Saving honeybees and better understanding infertility
The implications are real - drug discovery, understanding disease, designing new proteins, understanding evolution. Here are two real and recent examples.
Helping Honeybee populations - Breeding & Disease Resistance
There's a protein in honeybees called Vitellogenin. It plays a central role in bee health - immunity, stress resistance, feeding offspring, colony resilience. For a long time, biologists knew its amino acid sequence but had no reliable 3D structure. In 2021, a researcher named Vilde Leipart used AlphaFold to predict Vitellogenin's structure. "It took me two days," she said, "to do something that could have taken me years." DeepMind write-up With that structure, scientists could now see which genetic variants of the protein give better resilience or immunity, before bees are even bred. This would normally require years of trial-and-error breeding. This could help prevent colony collapse, safeguard pollination, improve crop yields etc. And because many egg-laying species use similar proteins - fish, poultry, amphibians, reptiles, these insights might help protect other vulnerable species too.
Infertility in humans
We've known for a while that certain proteins help sperm and egg bind together. But fertilization has remained largely mysterious. Using AlphaFold, researchers screened thousands of proteins and found one called Tmem81 that no one had linked to fertilization before. It forms a complex with two known proteins, and together they act as the "key" that unlocks the egg.

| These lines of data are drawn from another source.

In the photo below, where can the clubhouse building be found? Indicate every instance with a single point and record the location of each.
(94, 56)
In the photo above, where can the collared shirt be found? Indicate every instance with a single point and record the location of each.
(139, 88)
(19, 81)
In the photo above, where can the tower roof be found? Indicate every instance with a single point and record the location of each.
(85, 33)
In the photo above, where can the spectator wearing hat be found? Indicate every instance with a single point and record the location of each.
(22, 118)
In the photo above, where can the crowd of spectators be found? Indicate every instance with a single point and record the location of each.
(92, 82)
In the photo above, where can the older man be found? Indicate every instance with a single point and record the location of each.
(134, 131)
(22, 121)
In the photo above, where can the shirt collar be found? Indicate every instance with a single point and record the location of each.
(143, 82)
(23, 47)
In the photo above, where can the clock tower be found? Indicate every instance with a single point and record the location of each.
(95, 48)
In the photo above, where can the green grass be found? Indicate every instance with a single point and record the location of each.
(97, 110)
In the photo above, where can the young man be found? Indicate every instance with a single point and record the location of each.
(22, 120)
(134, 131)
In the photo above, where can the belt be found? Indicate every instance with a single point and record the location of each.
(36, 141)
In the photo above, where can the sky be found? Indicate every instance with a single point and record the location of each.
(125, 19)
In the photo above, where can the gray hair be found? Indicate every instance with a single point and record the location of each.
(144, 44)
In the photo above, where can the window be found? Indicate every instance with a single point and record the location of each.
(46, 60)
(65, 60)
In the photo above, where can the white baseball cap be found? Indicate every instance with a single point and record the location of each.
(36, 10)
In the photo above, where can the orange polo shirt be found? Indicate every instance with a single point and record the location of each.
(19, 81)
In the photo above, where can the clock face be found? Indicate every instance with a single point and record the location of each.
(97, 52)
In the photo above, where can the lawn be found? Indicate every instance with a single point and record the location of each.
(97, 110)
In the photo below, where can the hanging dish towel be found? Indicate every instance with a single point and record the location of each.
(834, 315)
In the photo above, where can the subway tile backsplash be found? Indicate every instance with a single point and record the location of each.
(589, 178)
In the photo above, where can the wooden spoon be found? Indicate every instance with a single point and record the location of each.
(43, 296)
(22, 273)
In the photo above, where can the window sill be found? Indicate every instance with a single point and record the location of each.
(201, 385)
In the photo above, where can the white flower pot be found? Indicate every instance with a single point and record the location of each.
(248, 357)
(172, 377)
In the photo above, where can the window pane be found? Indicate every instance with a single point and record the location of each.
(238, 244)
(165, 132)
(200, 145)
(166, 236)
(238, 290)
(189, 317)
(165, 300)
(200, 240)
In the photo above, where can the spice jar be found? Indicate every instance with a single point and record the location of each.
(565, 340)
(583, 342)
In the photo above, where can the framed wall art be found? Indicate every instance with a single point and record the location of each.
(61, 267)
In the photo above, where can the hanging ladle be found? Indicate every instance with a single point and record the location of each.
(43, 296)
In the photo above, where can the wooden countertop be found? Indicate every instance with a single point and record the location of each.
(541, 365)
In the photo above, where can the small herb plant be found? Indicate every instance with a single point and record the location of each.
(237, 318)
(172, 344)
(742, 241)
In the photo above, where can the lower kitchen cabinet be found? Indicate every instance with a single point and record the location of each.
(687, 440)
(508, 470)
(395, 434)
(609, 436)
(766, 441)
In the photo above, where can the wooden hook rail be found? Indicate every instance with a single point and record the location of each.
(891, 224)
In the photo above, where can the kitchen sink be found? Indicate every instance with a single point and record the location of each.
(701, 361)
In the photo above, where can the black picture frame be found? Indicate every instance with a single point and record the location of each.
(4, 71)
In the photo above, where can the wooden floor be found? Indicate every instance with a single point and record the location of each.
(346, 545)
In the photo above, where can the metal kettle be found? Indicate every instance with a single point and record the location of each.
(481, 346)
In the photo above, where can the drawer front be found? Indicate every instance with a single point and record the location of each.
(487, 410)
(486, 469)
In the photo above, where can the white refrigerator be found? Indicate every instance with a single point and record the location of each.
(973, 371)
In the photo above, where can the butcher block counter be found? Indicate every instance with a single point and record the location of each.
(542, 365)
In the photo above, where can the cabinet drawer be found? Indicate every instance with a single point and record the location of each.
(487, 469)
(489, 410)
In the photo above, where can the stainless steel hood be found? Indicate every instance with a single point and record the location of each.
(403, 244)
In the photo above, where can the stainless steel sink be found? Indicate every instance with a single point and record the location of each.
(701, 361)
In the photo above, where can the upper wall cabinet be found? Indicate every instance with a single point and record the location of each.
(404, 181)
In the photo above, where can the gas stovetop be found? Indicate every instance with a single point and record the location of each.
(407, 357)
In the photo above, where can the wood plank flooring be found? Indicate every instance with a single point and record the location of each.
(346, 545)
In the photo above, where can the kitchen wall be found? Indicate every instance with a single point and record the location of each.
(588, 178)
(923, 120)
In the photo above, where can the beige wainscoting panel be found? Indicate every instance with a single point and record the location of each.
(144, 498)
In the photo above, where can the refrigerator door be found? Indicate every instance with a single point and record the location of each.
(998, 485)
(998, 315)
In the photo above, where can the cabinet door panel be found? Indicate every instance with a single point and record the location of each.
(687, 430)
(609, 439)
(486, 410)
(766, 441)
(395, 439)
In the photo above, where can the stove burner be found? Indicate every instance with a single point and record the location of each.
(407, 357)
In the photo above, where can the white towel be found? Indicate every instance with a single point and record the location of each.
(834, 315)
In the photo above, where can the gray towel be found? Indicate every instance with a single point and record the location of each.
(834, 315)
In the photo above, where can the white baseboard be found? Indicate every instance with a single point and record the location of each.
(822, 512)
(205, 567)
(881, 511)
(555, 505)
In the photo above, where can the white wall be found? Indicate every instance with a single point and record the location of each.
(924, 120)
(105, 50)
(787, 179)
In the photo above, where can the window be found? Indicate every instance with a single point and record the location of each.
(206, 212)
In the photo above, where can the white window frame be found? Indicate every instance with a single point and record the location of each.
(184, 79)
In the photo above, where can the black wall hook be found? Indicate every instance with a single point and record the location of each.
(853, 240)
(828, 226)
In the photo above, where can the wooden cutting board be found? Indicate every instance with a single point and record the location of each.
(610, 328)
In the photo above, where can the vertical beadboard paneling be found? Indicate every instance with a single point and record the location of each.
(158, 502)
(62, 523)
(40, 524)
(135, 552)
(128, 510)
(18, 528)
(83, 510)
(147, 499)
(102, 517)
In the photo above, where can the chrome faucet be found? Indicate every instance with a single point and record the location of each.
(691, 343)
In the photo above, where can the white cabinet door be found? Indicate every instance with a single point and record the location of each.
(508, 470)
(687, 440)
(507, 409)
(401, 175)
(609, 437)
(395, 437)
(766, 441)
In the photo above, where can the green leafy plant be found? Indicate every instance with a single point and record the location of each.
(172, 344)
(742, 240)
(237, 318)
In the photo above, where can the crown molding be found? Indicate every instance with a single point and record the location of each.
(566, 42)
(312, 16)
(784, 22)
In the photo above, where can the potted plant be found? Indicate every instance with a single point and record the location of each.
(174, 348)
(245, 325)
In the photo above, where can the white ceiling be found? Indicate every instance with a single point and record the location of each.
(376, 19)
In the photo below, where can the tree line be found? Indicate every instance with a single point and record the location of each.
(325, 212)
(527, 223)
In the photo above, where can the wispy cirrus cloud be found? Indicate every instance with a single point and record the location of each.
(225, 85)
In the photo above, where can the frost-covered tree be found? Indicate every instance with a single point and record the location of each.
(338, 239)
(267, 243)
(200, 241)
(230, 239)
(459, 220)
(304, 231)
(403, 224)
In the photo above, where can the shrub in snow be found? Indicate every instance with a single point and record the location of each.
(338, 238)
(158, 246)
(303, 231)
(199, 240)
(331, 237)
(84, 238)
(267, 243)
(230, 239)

They tested it: fish and mice without Tmem81 were infertile. Sperm couldn't bind. Now we have a molecular picture of how fertilization works. That opens doors—diagnosing infertility, new treatments, maybe even new contraceptives. Read more here.
Better mental models
It's important to emphasise the ‘messiness and complexity of biology’ - John Jumper and others who worked on AlphaFold continually do this. AlphaFold is only a small part of solving the larger puzzle of understanding life and curing disease. Regardless, this more utilitarian view seems like a better model for how AI might change the course of things, and a far more valuable space to invest time and effort.